Let's 採点 LOVE | ナノ


(03)


奈緒と一緒に、帰り道を歩く。
最近はお決まりになってきたけど……なんか、ちょっと緊張する。
でも……こうやって帰りも奈緒と一緒にいられるのは嬉しいんだ。
高校に入って、オレが遊ぶようになっちゃってから……一緒に帰ること、ほとんどなかったから。


「……奈緒んちって、今日おばさんたちいるの?」


奈緒のほうをチラッと見て、聞く。
すると、奈緒はクスって笑って、ぶるんと首を振った。


……あ、いない・・・んだ。


「……でも、今日は出来ないよ」

「え・・・?」


と、奈緒がちょっとだけ眉を寄せて言った。
……はい?どういうこと?


「んーとね、今日、アレだから」

「アレ・・・?……あ、」


アレ、と聞いて、一瞬何のことか分からなくなる。
そして、唐突に悟った。


……せーり。


「そ、そっか。んじゃあ、しょうがないよねー」

「そう、だね」


そっか・・・。

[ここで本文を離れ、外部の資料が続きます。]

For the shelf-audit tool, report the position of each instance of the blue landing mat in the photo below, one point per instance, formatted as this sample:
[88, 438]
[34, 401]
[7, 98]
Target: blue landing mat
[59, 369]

今日は、シないのか。
……なんか、ちょっとほっとした気分。





オレ、今奈緒への気持ちがよく分かんないから。
このまま、奈緒のこと抱き続けたら……つか、もし100点になっちゃったら……。


オレ、怖いんだ。
100点を採ったときの約束。
「“トクベツ”になりたいってわがまま言って、なんでも愛の言葉を囁く」
……それが、怖い。


だって、奈緒はもう“トクベツ”だもん。
世間一般の“トクベツ”じゃないんだ。
……オレが今まで抱いてきた女の子たちがなりたがった、“トクベツ”……つまり、「彼女」ね。
奈緒は、彼女なんかより、ずっと・・・ずーっと上なんだから。


奈緒が、もし“彼女”になったら……。
オレ、どうするんだろう?
それが、一番自然なのかもしれないけど……。
オレ、奈緒以上に好きになる女の子、いないと思うし。


でも、奈緒への感情を“愛”だって認めたら。
いまオレが抱いてる、くろーい感情を“恋愛感情”って認めたら……。


オレ、恋愛ってよくわかんないんだ。
でも、紳くんとか譲見てると、幸せなことなんだっていうのは分かる。


オレがね、奈緒に抱いてる感情は、きっと恋じゃない。
だって、これが恋だったらオレ……奈緒と、幸せになれないもん。





……うぅ、支離滅裂だぁ・・・。
何考えてるのか、よく分かんなくなってきた……。


とにかく、何を言いたいかって、奈緒がせーりでよかったってこと!
……ま、微妙なんだけどね・・・。





「……ち?・・・壱?」

「あ、・・・ご、ごめん。なに?」


……やべ。オレ、自分の世界に入り込んじゃってたみたい。
思考から現実に戻ってくると、奈緒が不思議そうにオレを覗き込んでいた。
……可愛いなー。


「だから、今日は、寄らない?」

「え?……なんで?奈緒、なんか用事あるの?」


奈緒が用事あるなら仕方ないけど……。
でも、オレはできればもうちょっと一緒にいたいな。
そう思って奈緒を見ると、奈緒はびっくりしたような顔をしていた。


「奈緒?・・・どうしたの?」

「え?……あ、あぁ。今日、できないけど、寄るの?」

「で、できなきゃ・・・寄っちゃダメ?」


不安そうに問いかけると、奈緒はきゅっと唇を噛んで、両手のひらで顔を覆った。


「あー、もう!」


そして、カラッとした声で言葉を発する。
なん、だろう・・・?
でも、両手の隙間から見た奈緒の口元、笑ってたし……別に、ムカツクことがあったとかじゃない・・・よね?


「あの・・・奈緒?」

「……いいに、決まってんじゃん」

「え・・・?」


奈緒が、両手をはずして、嬉しそうに笑った。


「できなくても、一緒にいたいって思ってくれるなら、嬉しい。……上がってって?」


いつの間にか、家の前に着いていて……。
笑顔の奈緒が、オレの手を引いた。


「……っ、!!」


たった、それだけなのに……。
手が、熱い・・・。





どうしよう・・・。オレもう、末期かもしれない……。